The transition from the damping caused by the bypass 40 to the damping caused by the bores 30, 31 and valves 32, 33 in the compensating device 20 can be influenced by the geometric design and / or material composition of the damping element 45 fastened to the end faces of the pressure difference piston 44 become. For example, the damping element 45 can have an annular shape with a semicircular or triangular cross section. For example, a geometric design of the damping element 45 or the end walls 46, 47 can also prevent the pressure-differential piston 44 from sticking to the end walls 46, 47 under negative pressure. The size of the bypass chamber 43 can be used in particular to determine the deflection or rebound travel of a wheel, from which the damping begins in the compensation device 20.

If the bypass has a variable throttle 51 e.g. a proportional valve instead of the pressure differential piston 44 arranged in the bypass chamber 43, this can be controlled, for example, depending on the vehicle speed and / or on the relative displacement of the pistons 8 in the cylinders 9 of the vibration dampers 5, 6. The necessary sensors are not shown in the drawing. Thus, the same effect as with the pressure differential piston 44 can be achieved with the adjustable throttle 51, but the hydraulic volume to be shifted can be varied through the bores 30, 31 and valves 32, 33 in the second separating piston 27 until the throttling is used.

Claims

claims

1. Device for damping vehicle body inclinations with

two hydraulic vibration dampers each assigned to a vehicle wheel,

- A compensation device connected to the vibration dampers via hydraulic lines, which has different, size-variable chambers and a first separating piston, wherein

the first separating piston delimits a first chamber which can be filled with compressible medium,

a second and a third chamber are present, each of which can be filled with hydraulic fluid,

- The second and the third chamber is connected via one of the hydraulic lines to one of the vibration dampers and

- A valve is arranged between the second and third chamber, via which the two chambers can communicate with one another, characterized in that a bypass (40; 50) is present parallel to the valve (32, 33), which bypasses the second and third chamber (28 , 29) connects with each other.

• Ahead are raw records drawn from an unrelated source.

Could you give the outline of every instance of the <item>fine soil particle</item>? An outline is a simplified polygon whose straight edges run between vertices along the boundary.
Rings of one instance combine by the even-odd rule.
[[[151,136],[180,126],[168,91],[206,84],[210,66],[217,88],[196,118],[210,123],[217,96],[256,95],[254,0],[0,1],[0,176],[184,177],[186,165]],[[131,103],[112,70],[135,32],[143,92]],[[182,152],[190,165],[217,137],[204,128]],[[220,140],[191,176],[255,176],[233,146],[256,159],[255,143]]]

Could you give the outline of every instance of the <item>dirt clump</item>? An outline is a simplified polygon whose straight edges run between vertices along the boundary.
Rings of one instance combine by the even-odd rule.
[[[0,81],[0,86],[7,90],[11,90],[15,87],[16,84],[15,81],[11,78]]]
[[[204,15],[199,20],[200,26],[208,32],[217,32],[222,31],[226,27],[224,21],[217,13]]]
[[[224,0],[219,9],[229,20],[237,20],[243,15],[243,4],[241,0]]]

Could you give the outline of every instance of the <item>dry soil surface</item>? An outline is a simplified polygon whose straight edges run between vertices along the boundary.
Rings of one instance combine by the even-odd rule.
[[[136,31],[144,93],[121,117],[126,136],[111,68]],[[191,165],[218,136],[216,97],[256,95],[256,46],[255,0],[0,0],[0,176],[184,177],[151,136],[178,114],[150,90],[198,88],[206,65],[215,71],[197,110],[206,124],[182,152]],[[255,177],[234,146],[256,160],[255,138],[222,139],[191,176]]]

2. Device according to claim 1, characterized in that the first separating piston (25) is connected to a piston rod (26) on which a second separating piston (27) is held, the second separating piston (27) second and third chamber (28,29) delimited and contains the valve (32,33).

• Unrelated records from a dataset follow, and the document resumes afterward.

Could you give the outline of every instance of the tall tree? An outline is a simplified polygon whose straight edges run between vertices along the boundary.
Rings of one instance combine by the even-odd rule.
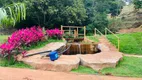
[[[29,17],[41,26],[82,25],[87,18],[83,0],[27,0]]]

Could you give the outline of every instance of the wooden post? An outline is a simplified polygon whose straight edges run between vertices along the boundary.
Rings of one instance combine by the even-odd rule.
[[[84,38],[86,38],[86,26],[84,26]]]

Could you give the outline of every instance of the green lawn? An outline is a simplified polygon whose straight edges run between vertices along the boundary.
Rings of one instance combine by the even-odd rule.
[[[120,51],[127,54],[142,55],[142,32],[118,34],[120,37]],[[108,35],[110,42],[117,46],[117,38]]]
[[[116,68],[105,68],[99,73],[91,68],[80,66],[78,69],[72,70],[76,73],[127,76],[127,77],[142,77],[142,58],[123,57]]]
[[[0,35],[0,44],[6,42],[9,35]]]
[[[99,42],[99,37],[94,37],[94,36],[87,36],[88,39],[93,40],[95,42]]]
[[[17,62],[14,61],[14,59],[0,59],[0,66],[1,67],[13,67],[13,68],[30,68],[33,69],[33,67],[24,64],[23,62]]]
[[[23,48],[24,48],[24,50],[38,49],[38,48],[44,47],[45,45],[47,45],[48,43],[51,43],[51,42],[63,42],[63,40],[48,39],[46,41],[38,42],[37,44],[32,44],[30,47],[25,46]]]
[[[114,76],[142,77],[142,58],[123,57],[116,68],[105,68],[102,74]]]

3. Apparatus according to claim 2, d a d u r c h g e k e n n z e i c h n e t that the bypass (40, -50) within the piston rod

(26; 26a, 26b) runs or is integrated in the second separating piston (27).

4. The device as claimed in one of the preceding claims, that the bypass (40; 50) has a throttle point (51),

5. The device according to claim 4, so that the flow cross-section through the throttle point (51) can be changed.

6. Device according to one of the preceding claims, d a d u r c h g e k e n n z e i c h n e t that a differential pressure piston (44) is arranged at least in sections axially movable in the bypass (40).

7. The device according to claim 6, characterized in that the piston rod (26) is made in several parts (26a, 26b), the differential pressure piston (44) in a recess (43) of the part (26b) of the piston rod (26) is guided which the second separating piston (27) is supported.

8. Device according to one of the preceding claims, characterized in that the second separating piston (27) is at least partially axially displaceably supported on the piston rod (26). Device according to claim 7 or 8, characterized in that a damping device (45) is provided between the differential pressure piston (44) or the second separating piston (27) and a mechanical stop (35, 36) of the piston rod (26) associated therewith.